「こころの家庭教師」の活動をしていて、長年部屋に閉じこもってい
る方と一緒に部屋や家の外に出るということは、ひとつのステップと
して重要だと感じさせられます。...
長い期間ひきこもっていると、どうしてもその環境に「慣れて」しま
います。その環境の中の生活に合わせて、生活習慣や家族との付き合
いも変化してきます。
それほど対人面でのコミュニケーションに問題をもっていない方でも
対人的な恐怖感や人の集まる場所にでることへの不安感が、いつのま
にか高まってきてしまいます。「どうにかしたい」とはおもうけれど
も、「怖さ」や「不安」が頭の中を満たし、「動かない」選択をして
しまうのです。「怖さ」や「不安」ばかりに考えが集中してしまうた
め、その評価を自分の中で大きく大きくしてしまい、そこから逃れよ
うと行動してしまうのだと思います。
「どうにかしたい」という気持ちがあるかたであれば、まずは「不安」
や「恐怖」ばかりに注目してしまうのではなく、他の「今できること」
に意識を向けて見てはどうかと話をしてみます。そして、「不安」や
「恐怖」を無くすことに力を注ぐのではなく、それを「出て当然」と
受け止め、「やってみる」ことを提案します。
この場合であれば、「外に出てみる」ということです。
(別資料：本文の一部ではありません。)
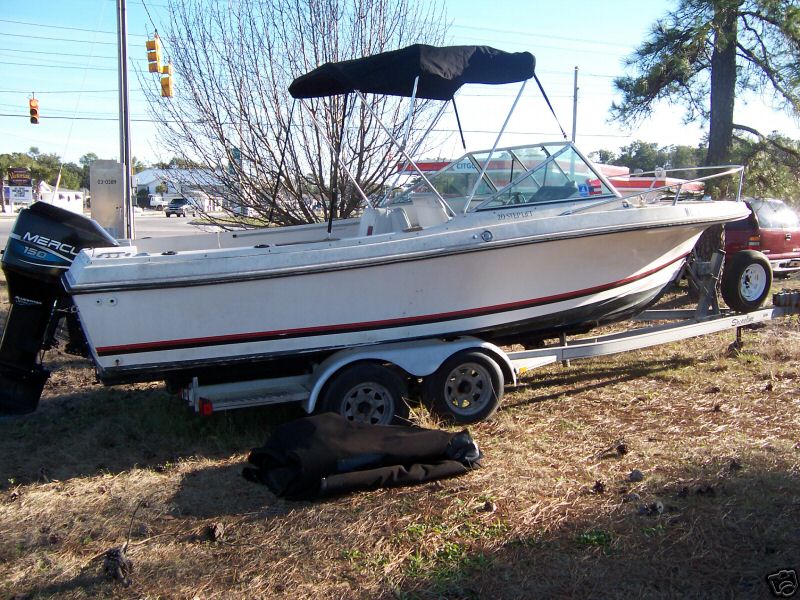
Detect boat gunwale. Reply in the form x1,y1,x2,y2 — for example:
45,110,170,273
62,202,735,295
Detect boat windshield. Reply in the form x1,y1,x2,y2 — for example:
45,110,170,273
386,142,618,213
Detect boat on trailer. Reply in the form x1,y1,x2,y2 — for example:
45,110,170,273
0,45,748,412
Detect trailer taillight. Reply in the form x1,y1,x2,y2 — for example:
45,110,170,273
199,398,214,417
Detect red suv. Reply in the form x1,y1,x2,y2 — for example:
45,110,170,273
725,198,800,277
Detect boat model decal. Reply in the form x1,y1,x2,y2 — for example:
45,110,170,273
96,253,688,356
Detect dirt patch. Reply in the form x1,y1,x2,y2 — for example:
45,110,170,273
0,280,800,599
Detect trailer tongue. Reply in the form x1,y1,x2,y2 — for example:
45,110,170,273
0,202,118,414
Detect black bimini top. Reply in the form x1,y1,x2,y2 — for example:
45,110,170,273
289,44,536,100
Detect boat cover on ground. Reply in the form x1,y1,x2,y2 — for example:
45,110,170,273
242,413,481,499
289,44,536,100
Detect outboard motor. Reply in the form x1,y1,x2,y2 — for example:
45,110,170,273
0,202,119,415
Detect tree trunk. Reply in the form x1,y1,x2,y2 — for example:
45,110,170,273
706,0,741,170
695,0,741,268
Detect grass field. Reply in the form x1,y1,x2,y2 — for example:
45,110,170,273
0,280,800,599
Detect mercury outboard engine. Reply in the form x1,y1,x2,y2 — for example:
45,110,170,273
0,202,119,415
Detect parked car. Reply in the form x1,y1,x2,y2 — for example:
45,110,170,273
164,198,198,217
725,198,800,277
148,194,169,210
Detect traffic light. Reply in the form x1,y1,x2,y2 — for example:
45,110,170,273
28,98,39,125
145,34,162,73
161,63,173,98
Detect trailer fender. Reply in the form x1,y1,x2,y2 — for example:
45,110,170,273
303,337,517,413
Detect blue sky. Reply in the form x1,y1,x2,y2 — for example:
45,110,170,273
0,0,800,162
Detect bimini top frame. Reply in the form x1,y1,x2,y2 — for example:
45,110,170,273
289,44,536,216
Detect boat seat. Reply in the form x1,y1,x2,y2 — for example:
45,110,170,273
358,206,411,237
411,194,450,227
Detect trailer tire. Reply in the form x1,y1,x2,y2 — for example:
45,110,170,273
721,250,772,312
320,363,409,425
422,350,504,425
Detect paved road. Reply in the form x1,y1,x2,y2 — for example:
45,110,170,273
0,210,219,249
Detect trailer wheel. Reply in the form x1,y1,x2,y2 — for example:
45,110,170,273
320,363,409,425
423,350,504,425
721,250,772,312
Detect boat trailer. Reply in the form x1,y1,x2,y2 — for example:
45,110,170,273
180,292,800,424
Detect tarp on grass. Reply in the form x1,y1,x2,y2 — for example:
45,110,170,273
242,413,481,500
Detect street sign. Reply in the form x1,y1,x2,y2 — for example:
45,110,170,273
89,160,125,239
9,186,33,202
8,167,31,187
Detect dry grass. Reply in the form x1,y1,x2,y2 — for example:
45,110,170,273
0,274,800,599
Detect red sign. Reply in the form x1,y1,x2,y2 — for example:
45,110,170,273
8,167,31,187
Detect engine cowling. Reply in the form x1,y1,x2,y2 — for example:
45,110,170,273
0,202,119,414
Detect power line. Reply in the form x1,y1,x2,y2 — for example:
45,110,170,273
0,48,119,60
453,25,631,48
0,60,117,71
0,31,117,46
0,113,633,139
0,19,147,37
0,89,126,94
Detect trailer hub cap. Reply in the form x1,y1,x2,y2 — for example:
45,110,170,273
342,382,392,425
444,362,492,414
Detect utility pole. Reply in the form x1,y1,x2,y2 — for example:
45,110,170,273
117,0,134,240
572,67,578,144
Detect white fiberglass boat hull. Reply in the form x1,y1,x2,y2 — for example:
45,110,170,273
66,202,744,378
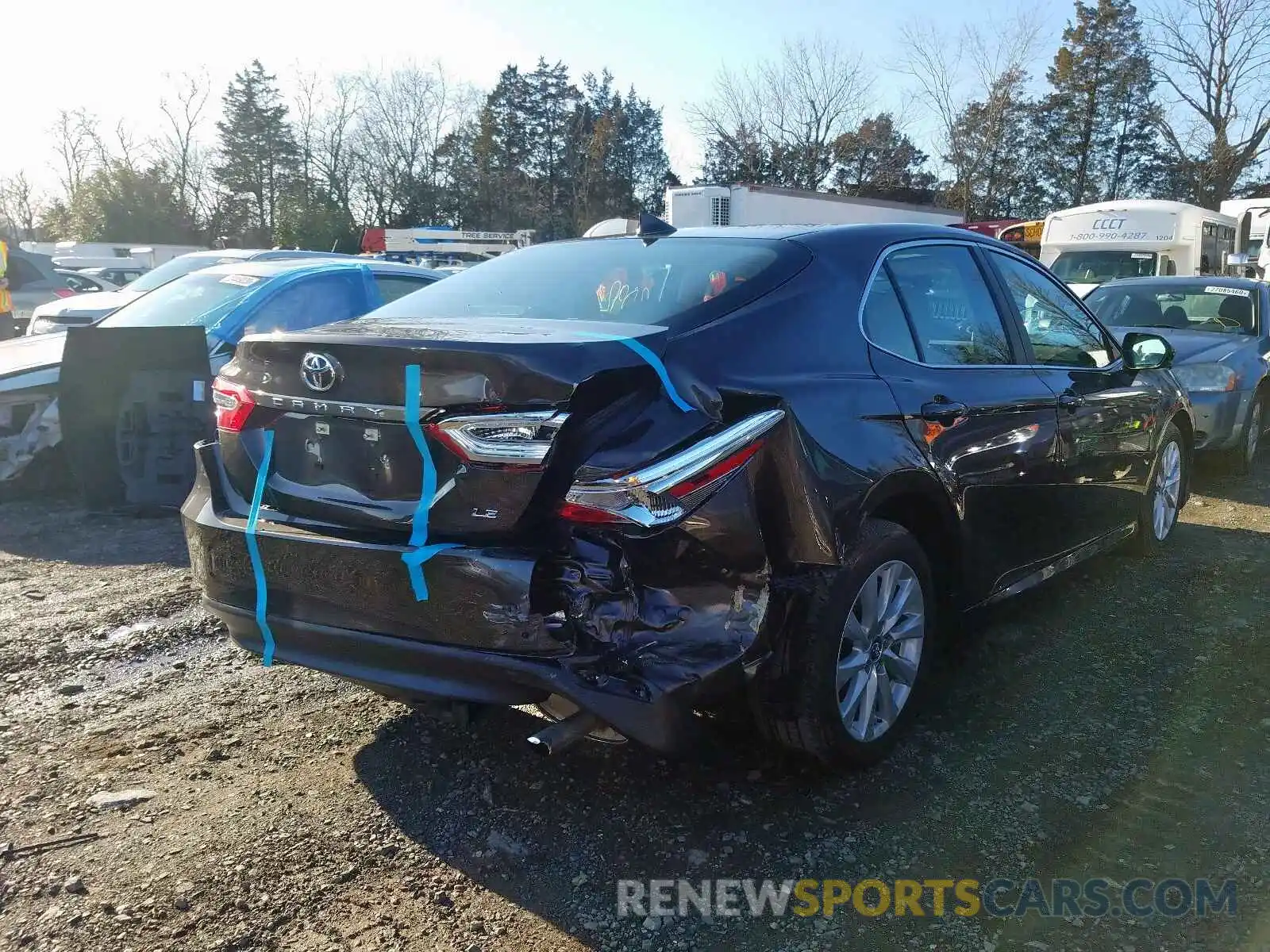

「不安」や「
恐怖」が出ている中でも、そればかりに注目せず、できること、扉を
あけ、身支度を整え、玄関から出てみること、を実行してみるのです。
彼ら自身に「興味のあるところ、行きたいなぁ、とは思っていたけど
行けてないところ」などを聴いてみます。「ファミレス」や「昔遊ん
だ公園」といった言葉が彼らから出てきたとき、では一緒に出かけて
みないかな、と提案します。もちろん、彼らにとっては今までにない
行動ですから、不安や恐怖が湧きあがってきます。
ここで、このような気持ちがわきあがってきたから、「出来ない」と
なるのではなく、このような気持ちが出てきている中でも、行動して
みないか、と提案するわけです。その根拠としては、「なんとかした
い」という自分の気持ちを再確認して、そこに近づく可能性のある行
動だからこそだと。新たな結果を得るためには、新たな行動が必要だ
と。現場では、あまり理屈っぽく言うわけではなく、行きたい、と表
明してくれたところに、こちらも行くことを楽しみにして、朝からピ
クニック気分で迎えに行く、ということです。
すると、このような場面では、部屋や家の中で面談しているときとは
異なった彼らの面が見えてくる場合があります。実は多弁であったり
人と接することが上手であったり、電車や車での移動そのものを楽し
んだりする方も見受けられます。「行動」の結果、以前出来ていたこ
とを思い出したり、自分の過大な恐怖や不安に対する「評価」を現実
的なものに修正することができるのだと思います。
「行きたい」と少しでも思える場所に、一緒になって楽しんで「行く」
ということは私たちの活動の中でも、大切なものの一つだと感じていま
す。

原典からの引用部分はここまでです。